All of this gets better with new technology and new data. But it’s a work in progress. Research offices work really hard on identifying causality and the impact of programs and do it in a way that’s relatively detached. Program administrators don’t have that luxury. They have to make the program work more effectively every day.
This is the nascent phase of the transformation – putting this more in the hands of public managers. And bringing the effort to analyze impact into a very central part of their day to day management. This will become a critical part of management, but it’s not embedded in systems yet. This is in transition.
Q. Do you see more impact evaluation being done by practitioners as opposed to research organizations or departments?
A. There are more and more parts that will be embedded as management responsibilities. In the past, if there were questions around ways to reduce participant attrition in a program, a manager might have relied on a participant attrition expert. Now, I think the first step for a program manager would be to see whether the data can be used to formulate a strategy to reduce attrition rather than simply relying on someone’s expert judgment.
This is definitely changing relationships. The history of Mathematica’s business is doing work on contract to research offices. We had relatively little contact with program managers 30 years ago. If there was an evaluation, public managers would be engaged in the discussion, but we weren’t working closely with them or providing guidance on how to use data.
Because of this transformation, we now can provide guidance directly to program managers. It’s transforming who our clients are. We’re not just focused on evaluation for policy makers or Congress on how to set policy based on the big evaluations we do. Program administrators become potential clients too as we answer a broad array of administrator questions with data and insights.
Given the changes that have happened, evaluation should be faster and cheaper. Rapid cycle testing is nested within that. You want to try things, evaluate and adjust. You don’t want to always have spent five years to generate evidence. You do it more quickly and spend a fraction of what you would have spent in the past.
Q. Do you have an example of the rapid cycle testing that you’re talking about?
In urban school districts, there’s a widespread issue of teachers having high absentee rates as the school year is winnowing down. With rapid cycle evaluation, you can test out different interventions in different schools and even use random assignment to do that. Not many program managers think in those terms yet.
That’s not changing any time soon, but I think that’s where we’re going.
Q. We’ve heard so much about evidence-based policy in the last few years. How much effect is this movement having?

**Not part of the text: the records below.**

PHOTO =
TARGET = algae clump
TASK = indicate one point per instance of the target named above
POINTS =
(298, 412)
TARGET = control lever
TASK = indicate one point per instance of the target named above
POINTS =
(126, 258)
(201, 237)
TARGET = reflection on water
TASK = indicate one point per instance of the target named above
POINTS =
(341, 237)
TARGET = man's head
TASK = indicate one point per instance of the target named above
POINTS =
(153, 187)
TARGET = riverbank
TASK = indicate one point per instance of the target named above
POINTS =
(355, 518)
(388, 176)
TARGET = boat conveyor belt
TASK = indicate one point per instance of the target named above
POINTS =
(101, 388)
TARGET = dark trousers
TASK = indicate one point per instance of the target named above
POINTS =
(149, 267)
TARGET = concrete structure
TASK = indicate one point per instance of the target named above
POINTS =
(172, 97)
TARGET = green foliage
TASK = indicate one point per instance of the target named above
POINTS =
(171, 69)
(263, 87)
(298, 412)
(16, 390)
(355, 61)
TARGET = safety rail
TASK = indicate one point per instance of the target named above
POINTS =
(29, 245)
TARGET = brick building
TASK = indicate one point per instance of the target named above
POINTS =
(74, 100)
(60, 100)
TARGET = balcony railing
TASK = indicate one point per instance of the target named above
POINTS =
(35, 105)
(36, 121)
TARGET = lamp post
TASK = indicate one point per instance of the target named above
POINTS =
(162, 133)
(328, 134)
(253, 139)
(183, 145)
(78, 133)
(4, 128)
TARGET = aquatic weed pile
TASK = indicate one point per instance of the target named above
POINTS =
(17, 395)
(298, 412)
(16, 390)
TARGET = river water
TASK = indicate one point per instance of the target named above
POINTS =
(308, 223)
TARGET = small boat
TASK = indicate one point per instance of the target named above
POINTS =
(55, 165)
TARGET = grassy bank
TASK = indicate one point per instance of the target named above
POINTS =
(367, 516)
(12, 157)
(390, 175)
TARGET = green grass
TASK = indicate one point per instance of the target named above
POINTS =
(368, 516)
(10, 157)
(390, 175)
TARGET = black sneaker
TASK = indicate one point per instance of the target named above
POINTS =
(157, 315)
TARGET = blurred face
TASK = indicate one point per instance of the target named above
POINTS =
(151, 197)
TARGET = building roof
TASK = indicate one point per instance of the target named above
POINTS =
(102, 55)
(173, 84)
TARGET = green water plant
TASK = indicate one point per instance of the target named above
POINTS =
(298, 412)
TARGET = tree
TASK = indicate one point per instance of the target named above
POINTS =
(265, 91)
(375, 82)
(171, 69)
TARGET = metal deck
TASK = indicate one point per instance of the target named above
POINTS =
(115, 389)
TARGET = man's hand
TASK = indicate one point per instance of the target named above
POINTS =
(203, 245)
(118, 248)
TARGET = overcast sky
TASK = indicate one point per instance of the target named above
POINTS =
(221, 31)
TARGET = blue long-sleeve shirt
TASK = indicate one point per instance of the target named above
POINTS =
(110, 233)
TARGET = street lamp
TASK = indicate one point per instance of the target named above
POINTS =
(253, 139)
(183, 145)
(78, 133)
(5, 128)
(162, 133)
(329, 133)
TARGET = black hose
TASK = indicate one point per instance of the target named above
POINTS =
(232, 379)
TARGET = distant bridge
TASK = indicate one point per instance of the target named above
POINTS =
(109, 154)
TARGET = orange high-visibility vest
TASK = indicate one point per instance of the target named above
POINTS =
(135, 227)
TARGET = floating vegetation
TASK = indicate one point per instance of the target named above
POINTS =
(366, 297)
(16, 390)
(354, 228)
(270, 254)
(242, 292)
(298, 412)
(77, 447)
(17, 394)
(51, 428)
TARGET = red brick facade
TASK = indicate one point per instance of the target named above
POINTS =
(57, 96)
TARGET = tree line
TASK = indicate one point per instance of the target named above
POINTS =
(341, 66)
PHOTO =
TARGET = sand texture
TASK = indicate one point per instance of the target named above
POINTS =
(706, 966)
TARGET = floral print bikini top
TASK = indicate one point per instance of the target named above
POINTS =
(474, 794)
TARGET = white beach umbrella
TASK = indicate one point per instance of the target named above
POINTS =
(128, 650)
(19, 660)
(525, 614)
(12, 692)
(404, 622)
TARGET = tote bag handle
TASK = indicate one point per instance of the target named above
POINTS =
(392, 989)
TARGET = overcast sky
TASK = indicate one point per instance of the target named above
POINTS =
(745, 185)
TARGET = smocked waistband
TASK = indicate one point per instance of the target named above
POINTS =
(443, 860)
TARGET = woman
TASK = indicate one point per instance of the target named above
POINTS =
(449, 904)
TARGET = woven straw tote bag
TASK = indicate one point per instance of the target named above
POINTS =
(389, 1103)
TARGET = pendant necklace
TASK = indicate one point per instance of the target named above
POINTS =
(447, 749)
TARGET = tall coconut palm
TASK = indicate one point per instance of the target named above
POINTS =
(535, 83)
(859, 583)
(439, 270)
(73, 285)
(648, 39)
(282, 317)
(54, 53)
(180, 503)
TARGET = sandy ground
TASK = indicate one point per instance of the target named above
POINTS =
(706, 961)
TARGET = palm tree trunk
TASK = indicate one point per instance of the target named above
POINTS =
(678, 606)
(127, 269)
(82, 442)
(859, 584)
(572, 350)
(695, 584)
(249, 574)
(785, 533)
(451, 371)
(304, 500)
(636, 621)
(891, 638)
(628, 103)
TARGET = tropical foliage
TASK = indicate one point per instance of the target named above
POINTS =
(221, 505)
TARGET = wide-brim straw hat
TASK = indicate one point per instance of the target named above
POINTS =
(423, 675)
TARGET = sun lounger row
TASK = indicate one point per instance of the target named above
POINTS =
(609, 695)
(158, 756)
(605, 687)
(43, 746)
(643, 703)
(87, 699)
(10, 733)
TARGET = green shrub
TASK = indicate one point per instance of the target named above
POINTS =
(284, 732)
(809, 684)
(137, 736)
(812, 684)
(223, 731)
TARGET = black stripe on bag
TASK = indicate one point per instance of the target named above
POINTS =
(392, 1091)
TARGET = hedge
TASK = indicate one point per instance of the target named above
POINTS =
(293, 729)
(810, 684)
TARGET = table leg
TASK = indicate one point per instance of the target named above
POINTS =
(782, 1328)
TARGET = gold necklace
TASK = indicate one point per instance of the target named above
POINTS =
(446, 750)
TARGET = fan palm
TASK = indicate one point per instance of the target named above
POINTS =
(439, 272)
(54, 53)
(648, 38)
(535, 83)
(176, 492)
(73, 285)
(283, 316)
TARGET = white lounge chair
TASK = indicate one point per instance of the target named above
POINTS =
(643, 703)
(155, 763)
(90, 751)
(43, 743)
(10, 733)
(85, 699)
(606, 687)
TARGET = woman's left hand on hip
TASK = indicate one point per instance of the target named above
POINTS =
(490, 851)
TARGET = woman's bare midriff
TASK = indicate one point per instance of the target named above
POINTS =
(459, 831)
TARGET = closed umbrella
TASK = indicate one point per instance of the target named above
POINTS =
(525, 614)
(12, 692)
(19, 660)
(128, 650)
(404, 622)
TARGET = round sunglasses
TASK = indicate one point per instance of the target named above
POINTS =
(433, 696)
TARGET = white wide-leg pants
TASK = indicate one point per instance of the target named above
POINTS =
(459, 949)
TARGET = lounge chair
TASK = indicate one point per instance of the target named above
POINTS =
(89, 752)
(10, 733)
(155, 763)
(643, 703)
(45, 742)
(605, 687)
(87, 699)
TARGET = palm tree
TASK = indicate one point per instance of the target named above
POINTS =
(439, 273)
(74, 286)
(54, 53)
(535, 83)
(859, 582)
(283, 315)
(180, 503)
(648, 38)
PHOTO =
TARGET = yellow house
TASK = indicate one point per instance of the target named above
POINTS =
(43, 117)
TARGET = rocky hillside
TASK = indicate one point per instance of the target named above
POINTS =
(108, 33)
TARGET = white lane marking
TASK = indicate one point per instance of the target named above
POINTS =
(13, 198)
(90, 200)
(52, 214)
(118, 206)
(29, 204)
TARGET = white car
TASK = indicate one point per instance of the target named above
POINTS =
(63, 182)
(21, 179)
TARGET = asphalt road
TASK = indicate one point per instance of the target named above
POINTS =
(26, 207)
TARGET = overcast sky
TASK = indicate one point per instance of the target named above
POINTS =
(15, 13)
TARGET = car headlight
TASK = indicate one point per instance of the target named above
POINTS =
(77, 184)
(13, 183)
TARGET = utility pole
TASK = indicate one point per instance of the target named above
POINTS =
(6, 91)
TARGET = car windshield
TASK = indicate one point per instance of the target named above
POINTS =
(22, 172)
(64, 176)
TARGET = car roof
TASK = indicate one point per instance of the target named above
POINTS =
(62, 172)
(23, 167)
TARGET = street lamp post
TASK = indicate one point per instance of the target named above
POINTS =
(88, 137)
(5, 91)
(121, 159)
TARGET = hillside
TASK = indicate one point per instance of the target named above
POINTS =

A. I think the emphasis on evidence has had an effect to some extent. But it has to be embedded into the public management process so that program managers are using data as effectively as they can to manage their programs. It’s one thing to get people talking about evidence-driven program implementation or management, but it will take time to make it a reality. You must have the right skills and culture.
Having the right data is also an issue. That’s why I say we’re in the first half of the first inning of this game. A lot of things must happen for the game to progress. If you don’t have a culture of embedding this in day-to-day program administration, you aren’t thinking hard enough about the data that would drive change most effectively. A lot of the data that’s needed is some of the hardest data to get.